Implementatations of STOA Deep Reinforcement Learning algorithms

This repository contains PyTorch implementations from scratch of the state-of-the-art deep reinforcement learning algorithms:

Installation

This project requires Python 3.5+, PyTorch 1.0.1+ and Gym 0.16+.

$ git clone https://github.com/louis-monier/DeepReinforcementLearningAlgorithms.git
$ pip3 install -r requirements.txt

Deep Q-Network (DQN)

To run the code:

$ cd DQN
$ python3 run_experiment.py

For Boltzmann exploration, simply add:

$ python3 run_experiment.py --boltzmann

Training parameters can be changed in the cfg/config_dqn.yaml file.

Proximal Policy Optimization (PPO)

Pytorch implementation of the paper : Proximal Policy Optimization Algorithms (2017)

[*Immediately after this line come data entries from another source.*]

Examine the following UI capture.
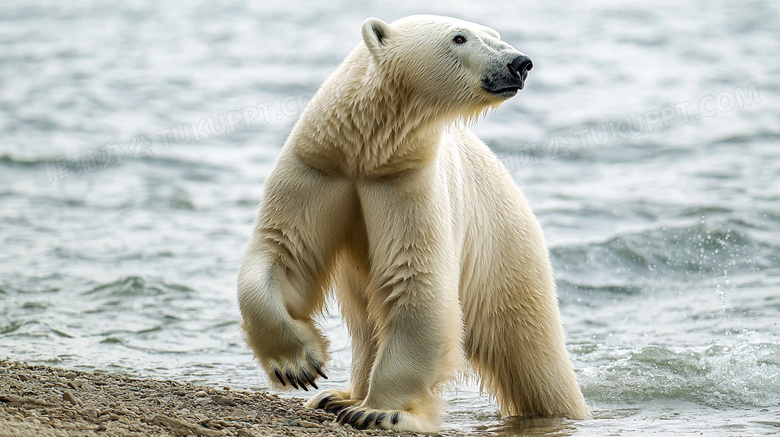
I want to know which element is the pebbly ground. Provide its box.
[0,360,436,437]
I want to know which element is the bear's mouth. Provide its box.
[482,78,525,97]
[485,82,525,95]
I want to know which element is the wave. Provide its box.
[550,220,780,294]
[578,341,780,408]
[82,276,194,297]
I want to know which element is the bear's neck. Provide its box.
[290,49,457,178]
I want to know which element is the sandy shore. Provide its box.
[0,360,426,437]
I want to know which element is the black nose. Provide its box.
[507,56,534,79]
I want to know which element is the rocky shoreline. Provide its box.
[0,360,415,437]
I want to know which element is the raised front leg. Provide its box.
[338,169,462,432]
[238,153,357,391]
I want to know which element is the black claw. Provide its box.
[317,396,333,410]
[303,370,319,390]
[274,369,287,387]
[314,364,328,379]
[349,411,364,425]
[297,375,309,391]
[285,372,298,388]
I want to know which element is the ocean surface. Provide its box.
[0,0,780,436]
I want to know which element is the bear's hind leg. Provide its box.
[463,253,590,419]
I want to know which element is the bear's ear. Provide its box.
[363,18,391,56]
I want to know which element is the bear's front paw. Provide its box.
[305,390,362,414]
[269,357,328,391]
[250,316,328,391]
[336,406,438,433]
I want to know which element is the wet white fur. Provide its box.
[238,16,589,432]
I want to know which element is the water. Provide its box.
[0,0,780,436]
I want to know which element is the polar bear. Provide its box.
[238,16,589,432]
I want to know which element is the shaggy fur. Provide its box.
[238,16,589,432]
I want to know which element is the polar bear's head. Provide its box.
[362,15,533,117]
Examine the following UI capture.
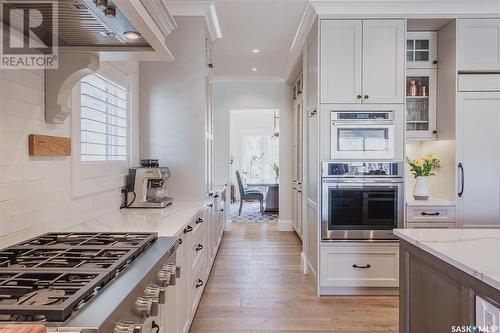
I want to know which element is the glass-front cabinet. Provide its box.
[406,31,437,68]
[406,69,437,139]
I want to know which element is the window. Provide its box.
[241,135,279,181]
[80,74,128,161]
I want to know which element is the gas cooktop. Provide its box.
[0,233,157,321]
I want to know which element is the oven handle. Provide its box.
[323,178,404,187]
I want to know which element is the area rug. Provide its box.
[230,201,279,223]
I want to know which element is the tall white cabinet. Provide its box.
[320,20,406,104]
[456,89,500,228]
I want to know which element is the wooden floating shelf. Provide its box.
[28,134,71,156]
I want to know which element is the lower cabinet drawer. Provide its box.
[406,205,455,222]
[320,243,399,287]
[188,264,206,316]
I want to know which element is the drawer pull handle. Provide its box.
[420,212,441,216]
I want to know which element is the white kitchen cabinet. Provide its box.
[406,31,438,68]
[456,92,500,228]
[176,235,190,333]
[363,20,406,103]
[406,68,437,139]
[304,25,319,111]
[457,18,500,72]
[320,20,363,103]
[320,242,399,287]
[320,20,406,104]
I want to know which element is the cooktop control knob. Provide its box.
[113,320,142,333]
[135,296,153,318]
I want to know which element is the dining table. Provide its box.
[246,179,280,213]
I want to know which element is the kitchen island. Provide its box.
[394,229,500,333]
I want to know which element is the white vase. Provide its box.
[413,176,430,200]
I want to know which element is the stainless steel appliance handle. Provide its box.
[323,178,404,187]
[458,163,465,197]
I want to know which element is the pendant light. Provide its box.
[273,110,280,138]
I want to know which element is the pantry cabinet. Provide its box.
[457,19,500,72]
[320,20,405,104]
[406,68,437,139]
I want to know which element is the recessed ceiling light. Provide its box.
[123,31,141,39]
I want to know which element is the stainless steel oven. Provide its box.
[321,162,404,240]
[330,106,403,161]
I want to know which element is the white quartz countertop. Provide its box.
[406,197,455,206]
[394,229,500,290]
[64,201,204,237]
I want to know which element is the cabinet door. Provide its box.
[363,20,406,103]
[320,20,363,103]
[456,92,500,227]
[406,31,437,68]
[297,189,304,239]
[295,101,303,185]
[458,19,500,71]
[406,69,437,139]
[176,238,189,333]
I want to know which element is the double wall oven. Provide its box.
[321,162,404,240]
[330,105,403,161]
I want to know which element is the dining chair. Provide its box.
[236,170,264,215]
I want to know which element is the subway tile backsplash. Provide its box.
[0,70,120,247]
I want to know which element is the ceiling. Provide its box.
[213,0,307,77]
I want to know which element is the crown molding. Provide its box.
[283,2,318,83]
[167,0,222,42]
[309,0,500,19]
[213,75,285,83]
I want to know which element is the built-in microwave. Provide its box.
[330,107,403,161]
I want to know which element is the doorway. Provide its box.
[229,109,280,224]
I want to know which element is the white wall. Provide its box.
[405,140,455,200]
[0,62,139,247]
[213,80,293,228]
[139,18,207,200]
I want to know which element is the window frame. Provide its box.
[71,62,136,197]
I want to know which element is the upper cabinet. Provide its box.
[458,19,500,72]
[321,20,363,103]
[321,20,405,103]
[406,31,437,68]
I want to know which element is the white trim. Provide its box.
[310,0,500,18]
[205,4,222,42]
[213,76,285,83]
[278,219,294,231]
[167,0,222,42]
[283,3,318,83]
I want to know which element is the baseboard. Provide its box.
[319,287,399,296]
[278,220,293,231]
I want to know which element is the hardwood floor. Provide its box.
[190,224,398,333]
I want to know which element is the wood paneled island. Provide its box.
[394,229,500,333]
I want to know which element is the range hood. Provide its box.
[1,0,176,51]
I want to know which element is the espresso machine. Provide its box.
[122,159,172,208]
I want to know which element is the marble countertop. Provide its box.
[394,229,500,290]
[64,201,204,237]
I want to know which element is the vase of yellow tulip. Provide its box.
[406,155,441,200]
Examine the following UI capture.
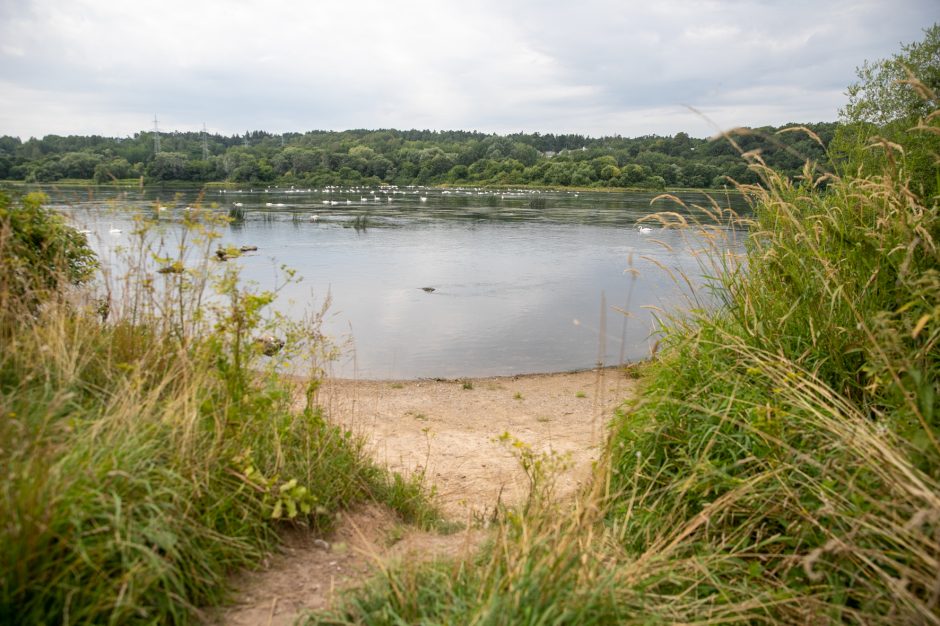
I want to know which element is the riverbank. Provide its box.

To run the code (env with discrete action space):

$ cd PPO
$ python run_experiment.py --env CartPole-v1

Or (env with continuous action space):

$ python run_experiment.py --env LunarLanderContinuous-v2

You can change the training parameters in the cfg/config_ppo.yaml file.

Twin Delayed DDPG (TD3)

To run the code:

$ cd TD3
$ python run_experiment.py

You can change the training parameters in the cfg/config_td3.yaml file.

Soft Actor-Critic (SAC)

Training

To run the modern version of the SAC algorithm: clipped double-Q trick + no the extra value function. This implementation follows the pseudo-code available at Spinning Up (Open AI):

$ cd SAC
$ python3 run_experiment.py

Older version of SAC algorithm:

$ python3 run_experiment.py --old_agent

You can change the training parameters in the cfg/config_sac.yaml file.

References:

Mnih, Kavukcuoglu, Silver, Graves, Antonoglou, Wierstra & Riedmiller. (2013). Playing Atari with Deep Reinforcement Learning. PDF.